Sunday, 14 May 2006

'Recognise rights in river' says PC

Sometimes recycling works. Here's an example in the form of a press release. The Government are about to close a deal to return the Waikato River to Tainui. The Whig The Tory has a good discussion and a link to the 1999 Maori Law Review article discussing an earlier proposal to return the Whanganui River from the perspective of common law property rights. Sample:
English common law presumed that non-tidal waterways were held by the owners of adjoining land to the centre line, with no general public right of use or access... While the popular view was that rivers are ‘public property’, there is no legal basis for that view, apart from places where the Crown retained ownership of adjoining lands eg., in national parks etc.
Quite right, as I said in a press release at the time on behalf of the Libz:

‘Give Tribe Full Ownership of River’ says Libertarianz

Libertarianz supports full ownership of the Whanganui River being transferred to the Atihaunui A Paparangi tribe - not the so-called ‘partnership’ of state and tribe the Waitangi tribunal recommends, but the full and final creation of ownership rights in this river, and in every other river, lake, forest, mountain and waterway in New Zealand.

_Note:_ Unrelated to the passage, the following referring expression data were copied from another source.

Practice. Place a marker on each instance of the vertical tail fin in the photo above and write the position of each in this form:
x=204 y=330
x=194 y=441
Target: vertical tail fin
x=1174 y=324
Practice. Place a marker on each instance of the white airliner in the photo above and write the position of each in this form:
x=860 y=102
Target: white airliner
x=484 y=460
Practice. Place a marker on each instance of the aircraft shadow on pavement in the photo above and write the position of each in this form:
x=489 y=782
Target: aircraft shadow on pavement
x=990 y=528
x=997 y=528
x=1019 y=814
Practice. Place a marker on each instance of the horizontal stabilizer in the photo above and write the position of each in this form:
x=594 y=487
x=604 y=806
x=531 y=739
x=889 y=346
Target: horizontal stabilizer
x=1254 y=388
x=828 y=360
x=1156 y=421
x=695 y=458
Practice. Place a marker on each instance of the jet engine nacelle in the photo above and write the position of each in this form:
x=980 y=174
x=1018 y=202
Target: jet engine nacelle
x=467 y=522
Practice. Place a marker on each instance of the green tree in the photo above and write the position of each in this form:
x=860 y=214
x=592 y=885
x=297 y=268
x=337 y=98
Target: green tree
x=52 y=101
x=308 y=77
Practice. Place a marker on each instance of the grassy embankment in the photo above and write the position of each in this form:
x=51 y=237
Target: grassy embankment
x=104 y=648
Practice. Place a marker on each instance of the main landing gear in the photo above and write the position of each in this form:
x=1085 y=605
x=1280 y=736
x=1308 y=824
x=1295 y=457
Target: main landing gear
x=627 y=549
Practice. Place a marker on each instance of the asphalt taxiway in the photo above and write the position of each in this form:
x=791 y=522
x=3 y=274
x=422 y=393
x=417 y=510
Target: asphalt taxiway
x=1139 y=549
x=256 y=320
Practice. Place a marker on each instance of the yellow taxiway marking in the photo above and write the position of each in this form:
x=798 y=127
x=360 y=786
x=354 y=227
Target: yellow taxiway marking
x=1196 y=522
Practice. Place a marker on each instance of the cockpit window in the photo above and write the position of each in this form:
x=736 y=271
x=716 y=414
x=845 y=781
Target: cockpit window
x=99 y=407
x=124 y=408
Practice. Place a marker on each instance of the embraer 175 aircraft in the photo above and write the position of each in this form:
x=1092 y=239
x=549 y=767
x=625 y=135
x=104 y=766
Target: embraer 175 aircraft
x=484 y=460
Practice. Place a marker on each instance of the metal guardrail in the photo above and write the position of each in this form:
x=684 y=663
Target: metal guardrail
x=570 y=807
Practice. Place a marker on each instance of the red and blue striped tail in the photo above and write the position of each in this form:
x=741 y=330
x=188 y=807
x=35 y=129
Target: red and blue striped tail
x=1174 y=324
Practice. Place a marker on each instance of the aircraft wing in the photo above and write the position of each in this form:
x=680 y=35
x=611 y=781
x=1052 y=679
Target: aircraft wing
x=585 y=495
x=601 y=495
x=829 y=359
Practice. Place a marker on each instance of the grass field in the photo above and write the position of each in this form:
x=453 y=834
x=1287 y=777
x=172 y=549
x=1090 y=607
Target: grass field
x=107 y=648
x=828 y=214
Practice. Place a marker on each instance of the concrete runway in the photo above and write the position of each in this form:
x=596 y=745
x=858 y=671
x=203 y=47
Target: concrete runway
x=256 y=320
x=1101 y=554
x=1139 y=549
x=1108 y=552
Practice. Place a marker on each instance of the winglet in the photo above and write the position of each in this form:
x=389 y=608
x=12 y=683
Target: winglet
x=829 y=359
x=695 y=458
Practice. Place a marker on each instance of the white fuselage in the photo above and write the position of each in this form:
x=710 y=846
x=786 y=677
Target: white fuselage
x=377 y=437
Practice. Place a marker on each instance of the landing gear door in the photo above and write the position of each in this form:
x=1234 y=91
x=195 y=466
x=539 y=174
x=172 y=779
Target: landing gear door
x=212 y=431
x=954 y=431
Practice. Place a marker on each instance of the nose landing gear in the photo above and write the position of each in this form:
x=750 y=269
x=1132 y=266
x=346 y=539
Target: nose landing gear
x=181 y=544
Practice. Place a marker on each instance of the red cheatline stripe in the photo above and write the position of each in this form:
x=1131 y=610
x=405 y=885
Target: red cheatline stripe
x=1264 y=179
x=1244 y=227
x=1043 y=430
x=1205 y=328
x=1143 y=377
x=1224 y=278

“The main issue to me is not to whom property rights in the river are transferred to,” says Libertarianz Environment Deregulation Spokesman Peter Cresswell, “the important thing is that transferrable property rights in the river be created.”

Property rights protect the interests of the property owners – as people who have had their land confiscated should understand – and protects the environment in the process. The environment needs to be de-politicised as crucially as does the economy. Creating property rights in rivers – and getting the state out of them - would be a crucial first step.
The important words were and still are "transferable," and "property rights" -- as long as rights in the river are made both secure and transferrable -- and as long as no other existing property rights are violated -- then those rights will end up in the hands of those who value them the most, as they should be, and out of the hands of Government, where they shouldn't.

Sadly, that doesn't quite appear to be what's proposed here.

LINKS: Government set to return Waikato to Tainui - NZ Herald
Rodney Hide missteps - The Tory

TAGS: Property_Rights, Maoritanga, Libz, Politics-NZ, Environment

1 comment:

  1. Yes, the political principle should be that the Courts should be instructed/left to establish property rights in a politics-free environment.

    But you shouldn't simply bypass due process. The decision about who to allocate property rights to - while not the main *political* issue - is still a significant one and must be seen to be have been addressed properly.